After the release of Salisihan, it became a site of interpretation. The online community attempted to make sense of the details. Why does Dan keep looking distractedly at his phone even after all the truth is supposedly revealed? Why does Anna never touch Sophie’s belly?

One particularly popular theory speculated that Sophie was not real at all and that she was simply a manifestation of Anna’s paranoia. In this interpretation, the baby bump was a metaphor for a growing fear hiding inside her.

Another theory advanced the idea that the entire film was Dan’s perspective and that it was a guilt-ridden dream prior to him confessing. The dream theory fans pointed to the surreal lighting in a number of shots and the way sound seems to fade when he is alone.

Interestingly, Arondaing and the cast never confirmed or denied any of the theories. In one of the press Q&As, the director simply smiled and said, “Maybe the truth depends on who’s watching." That fueled the speculation even more.

Behind the Camera, Beyond the Screen

Reportedly, production for Salisihan took just over two weeks — with a small crew, long hours, and a great deal of emotional rehearsal. To facilitate the actors staying within the emotional continuum, scenes were shot in chronological order. This choice resulted in a performance style that was raw and evolving — you can sense, and not merely as acting, fatigue ensue as a lived emotion.

The film did not have elaborate sets, nor were there any extravagant tricks in the post production. The film also relied on the unsophisticated use of sound — the buzz of a ceiling fan, floorboard creaking, and the distant sound of rain — to echo the characters’ escalating distress.

The film crew member who stated that the hardest part was not the shoot itself but the silence in between was also the most reflective. ‘After a particularly heavy scene, she said, ‘Everyone went quiet for minutes.

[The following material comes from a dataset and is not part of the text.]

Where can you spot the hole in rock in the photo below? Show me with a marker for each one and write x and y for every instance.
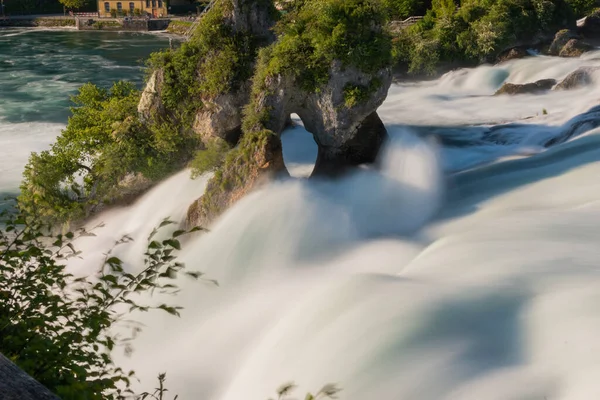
(299, 149)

It was as if the absence of sound was listening.’

A Story That Refuses to End

’Salisihan’ is now part of the canon of quiet, slow, and disturbingly intimate Filipino indie drama. While it did not set box office records, it did not silence in the public’s discourse long after it left the theater.

This project became a defining one for the actors; a test of how far they could stretch emotion with close to nothing — no elaborate dialogues, no background music to support them.

For the audience, it became a mirror — one that captures not infidelity, but the little daily betrayals we all commit of pretending all is well.

Salisihan begins as a story about the claim of a stranger. It concludes as something more haunting — a portrait of people who realize too late that silence is more powerful than lies.